Physician Non-Compete

Generally, non-competes are enforceable if they are reasonable in scope and duration.  Many situations have been carved out and the analysis can be unpredictable.  The Court has also stated it disfavors non competes and that they will be strictly construed against the drafter.  Non-competition clauses are still in use in most physician contracts and are a risk to both the drafter and the physician.  In Arizona, the prevailing party in a contract dispute may be reimbursed for their reasonable attorneys fees raising the risk in a litigation situation.
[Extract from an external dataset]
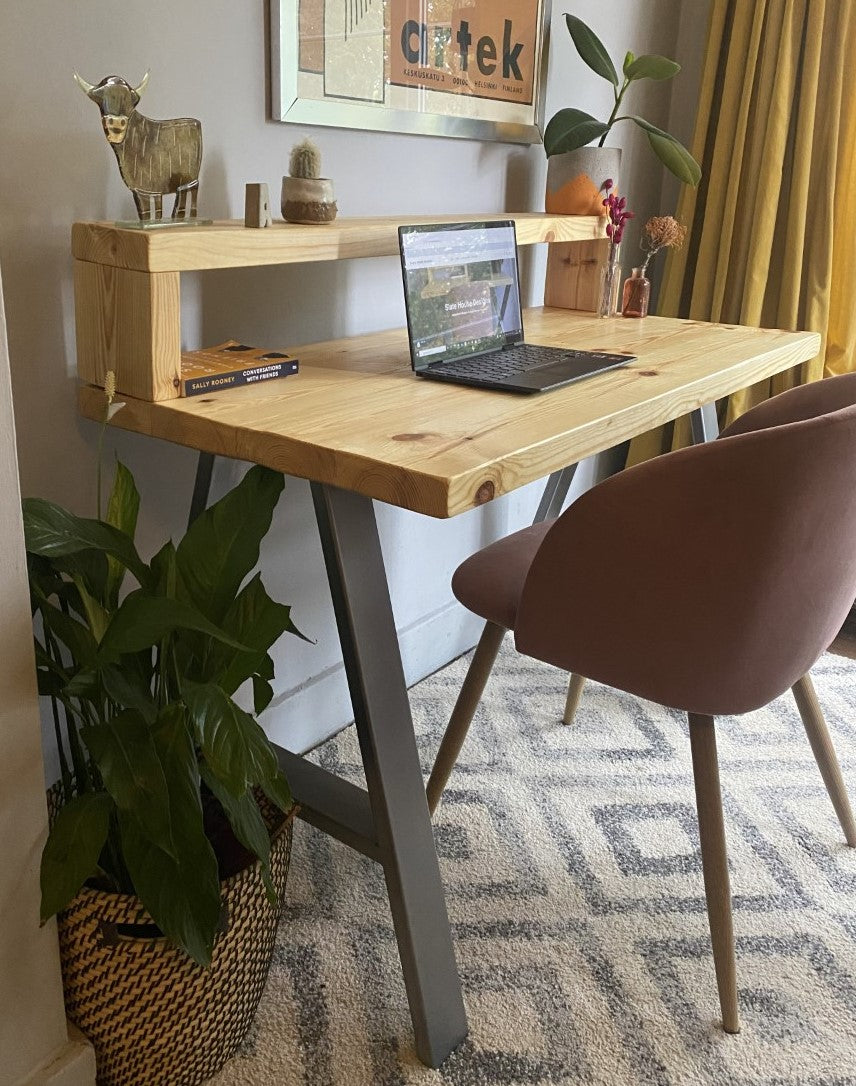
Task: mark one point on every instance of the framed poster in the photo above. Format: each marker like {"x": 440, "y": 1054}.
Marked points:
{"x": 441, "y": 67}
Case law has provided two cases of note on physicians:  Farber and Phoenix Orthopedic Surgeons.  The Phoenix Orthopedic Surgeons case involved a restriction to the practice of medicine for three years from the date of termination within a five mile radius of the offices of Phoenix Orthopedic Surgeons.  This limitation was determined to be reasonable and was enforced.  The Court also found the covenant was reasonably necessary to protect the employer’s business interests.  Farber involved a restriction that was three years from the date of termination with a five mile radius of any office maintained by employer (calculated as 235 square miles by the Court).  This was determined to be unreasonable and was not enforced.  The Court also said: the employers interest in enforcing the restriction is outweighed by the likely injury to patients and the public in general.  The Court refused to state that it is not holding that restrictive covenants between physicians will never be enforced, but caution was given that such restrictions will be strictly construed.
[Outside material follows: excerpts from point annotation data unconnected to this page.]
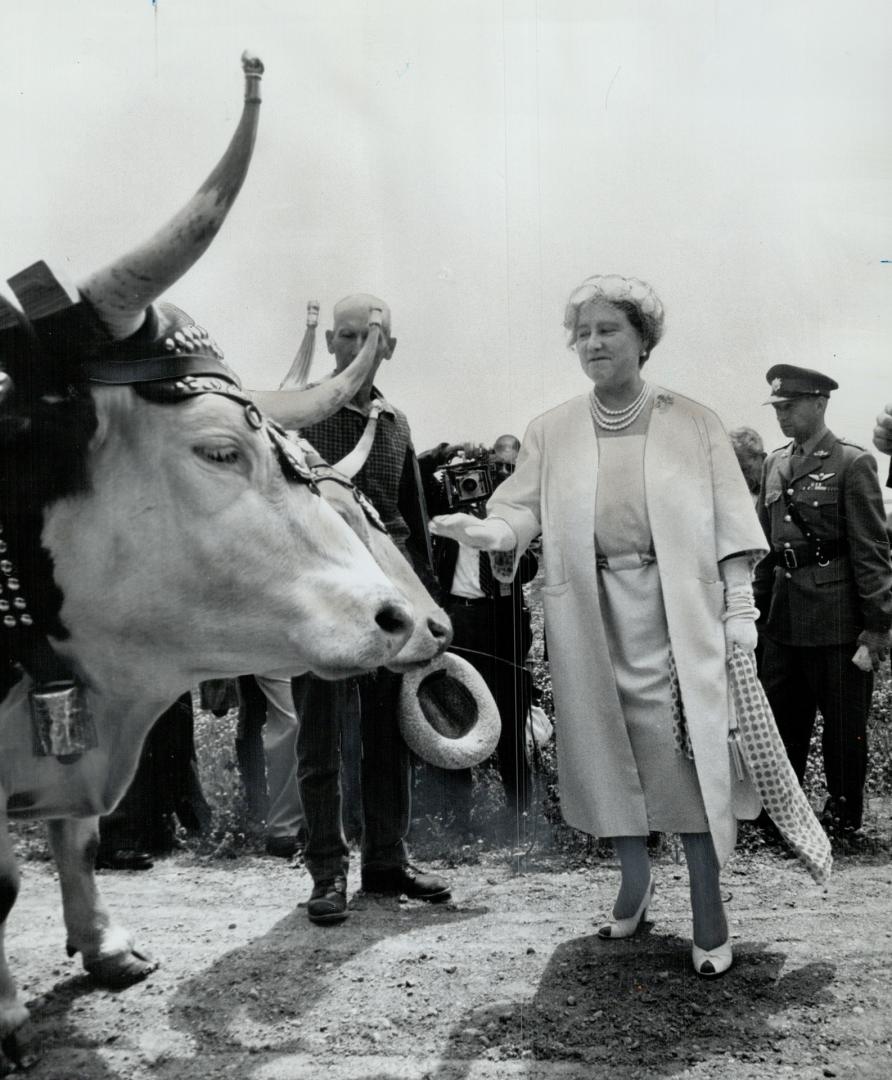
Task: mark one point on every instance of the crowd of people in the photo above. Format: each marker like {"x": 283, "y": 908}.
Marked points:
{"x": 665, "y": 547}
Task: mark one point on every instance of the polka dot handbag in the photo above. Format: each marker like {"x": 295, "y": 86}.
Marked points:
{"x": 756, "y": 741}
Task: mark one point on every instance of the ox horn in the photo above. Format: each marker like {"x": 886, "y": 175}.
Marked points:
{"x": 299, "y": 372}
{"x": 301, "y": 408}
{"x": 121, "y": 292}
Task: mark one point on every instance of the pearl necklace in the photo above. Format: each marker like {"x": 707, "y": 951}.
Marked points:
{"x": 616, "y": 419}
With these two views of similar restrictions an argument can be made both ways on the issue of the reasonableness and the enforceability of covenants not to compete among physicians.  It is also emphasized that decisions are very fact intensive and each situation will be unique and it is difficult to predict how the Court will rule on any given situation.  As an example, if a physician was selling their practice the Court would be more likely to enforce the covenant because it was a large part of the good will being sold.